DIY Hay Feeder

Last month, I lost almost an entire round bale to summer heat and a heavy down pour.

It was awful and many tears were shed. In all my years of feeding rounds, I’ve rarely ever lost much hay. Yes, I’ve been incredibly lucky. But, my horses are pigs. But the heat and humidity combined with the massive rain we had this summer were just too much for this bale to take. Moisture from the top, moisture from below. Good bye hay.

So for the first time ever, 75% of a bale molded through. Goodbye $55 worth of hay (or 75% of $55).

So, after pricing out hay feeders, searching craigslist for hay huts, trying to win the lottery so that I could  buy a hay hut, realizing that there was NO WAY I was spending $800 on a hay hut, I decided we were building a hay feeder.

hayhut-product

Easy to move, not easy on wallet…

And then  I got stung by a wasp and instead served as project manager while my husband and father-in-law built my hay feeder.
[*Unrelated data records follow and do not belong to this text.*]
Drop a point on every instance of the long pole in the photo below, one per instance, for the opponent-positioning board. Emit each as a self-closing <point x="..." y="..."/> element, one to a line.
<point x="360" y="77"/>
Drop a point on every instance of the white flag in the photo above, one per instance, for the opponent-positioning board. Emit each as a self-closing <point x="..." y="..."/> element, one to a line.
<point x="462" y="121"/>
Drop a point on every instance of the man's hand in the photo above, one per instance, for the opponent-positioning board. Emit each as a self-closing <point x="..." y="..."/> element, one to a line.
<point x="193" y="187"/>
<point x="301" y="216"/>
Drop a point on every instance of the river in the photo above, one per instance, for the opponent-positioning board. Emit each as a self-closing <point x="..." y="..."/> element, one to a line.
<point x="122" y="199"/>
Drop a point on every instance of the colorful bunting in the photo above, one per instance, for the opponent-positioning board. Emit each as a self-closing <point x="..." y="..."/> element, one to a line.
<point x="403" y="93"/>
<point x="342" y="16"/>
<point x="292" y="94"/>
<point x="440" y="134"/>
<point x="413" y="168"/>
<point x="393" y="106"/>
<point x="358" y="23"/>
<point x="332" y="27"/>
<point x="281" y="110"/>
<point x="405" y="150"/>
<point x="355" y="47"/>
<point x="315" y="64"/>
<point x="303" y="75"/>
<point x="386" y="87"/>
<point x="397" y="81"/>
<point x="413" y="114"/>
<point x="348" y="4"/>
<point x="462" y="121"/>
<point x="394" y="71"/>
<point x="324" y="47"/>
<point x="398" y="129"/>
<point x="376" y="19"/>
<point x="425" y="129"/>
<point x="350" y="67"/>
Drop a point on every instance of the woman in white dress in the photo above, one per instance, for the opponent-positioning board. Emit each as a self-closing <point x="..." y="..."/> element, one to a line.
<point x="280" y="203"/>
I found plans online for this feeder and made some modifications to make it work for our situation.  Mostly, I did NOT want the back open to the fence line as we’ll be loading it from the paddock. So, ours is 4 sided and we have a hinge and  latch on the front so we can load the hay. We were originally going to have a shingled roof (I have shingles leftover from our run-in shed), but “we” decided that the plywood was a pain to cut with the circular saw and the shingles would have taken forever so we just bought some cheap metal roofing panels.

 

We ended up building the pieces on our driveway and  assembling the feeder down in the paddock. At the time of assembly, the paddock was super muddy. Usually by August, I can walk out there in flip flops, instead, I was wearing my muck boots if that gives  you an idea as to how bad it was.

And Jiminy was around the entire time, watching. Stalker.

 

All in all, the project took a couple of ours and keeps our hay super dry (and fits a pallet nicely inside to keep the hay off the ground as well).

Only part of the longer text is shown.